According to Shivakumar, young people today do not like tough bosses but they can learn a lot from such bosses and develop critical thinking. “If your boss is tough but fair, work for him.”

Look for ‘company people’

On handling incompetent subordinates, Shivakumar has a unique take. “A bad subordinate is one who places himself above his team. Then there are those who cannot give credit to people and have poor value systems. The third type of people discourages their team members from sending any information up to their superiors. If you come across them, engage with them and clarify your expectations. If they perform well, you can tolerate them. If not, you have to give up on them.” 

Shivakumar continues, “There are also people who have good value systems but their performance may be poor. You can coach them. One trait I always look for is: is this person a company person? I mean to ask, does he place the company's interests above anything else? If so, back him.” 

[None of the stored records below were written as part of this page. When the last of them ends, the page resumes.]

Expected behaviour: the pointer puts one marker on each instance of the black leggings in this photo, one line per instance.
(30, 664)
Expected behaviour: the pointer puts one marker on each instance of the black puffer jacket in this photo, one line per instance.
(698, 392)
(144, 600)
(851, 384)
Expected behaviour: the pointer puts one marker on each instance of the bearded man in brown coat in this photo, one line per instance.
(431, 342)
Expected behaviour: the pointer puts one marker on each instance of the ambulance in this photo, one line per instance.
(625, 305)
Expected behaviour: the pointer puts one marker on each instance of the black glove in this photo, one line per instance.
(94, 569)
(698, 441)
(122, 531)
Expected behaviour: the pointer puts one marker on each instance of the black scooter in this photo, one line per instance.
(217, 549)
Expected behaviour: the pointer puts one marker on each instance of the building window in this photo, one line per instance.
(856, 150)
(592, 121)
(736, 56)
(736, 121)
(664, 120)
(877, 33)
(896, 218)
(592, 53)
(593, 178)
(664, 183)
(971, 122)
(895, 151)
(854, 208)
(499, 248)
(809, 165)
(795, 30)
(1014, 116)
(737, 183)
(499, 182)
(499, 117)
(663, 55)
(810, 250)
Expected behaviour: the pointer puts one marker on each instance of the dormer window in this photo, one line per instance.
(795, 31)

Which one will you choose: A good company with a bad boss or a bad company with a good boss? Shiv’s option is ‘a good company with a bad boss.’ He reasons that since fundamentally the company is good, there are good chances that they will replace the bad boss.

Believing in yourself

“If my boss moves to another place and he calls me, is it advisable to quit my job and go with him?” Shiv Shivakumar answers that it is not a good choice. “It means you don’t believe in yourself but in your boss. You need to build your own brand. The boss also sends a signal that he does not trust the people in his new company. I have never taken people from my previous company. This system of taking people from the previous company may work well in the US but not in India.”

If you are in a good job, should you respond to a head hunter? “Always return a phone call of a head hunter. You need not quit your job but it keeps you in play. Don’t be arrogant when you do well,” says Shiv Shivakumar as words of wisdom.

(The author is a freelance writer based in Chennai, a corporate trainer, and a visiting faculty for various B-Schools.)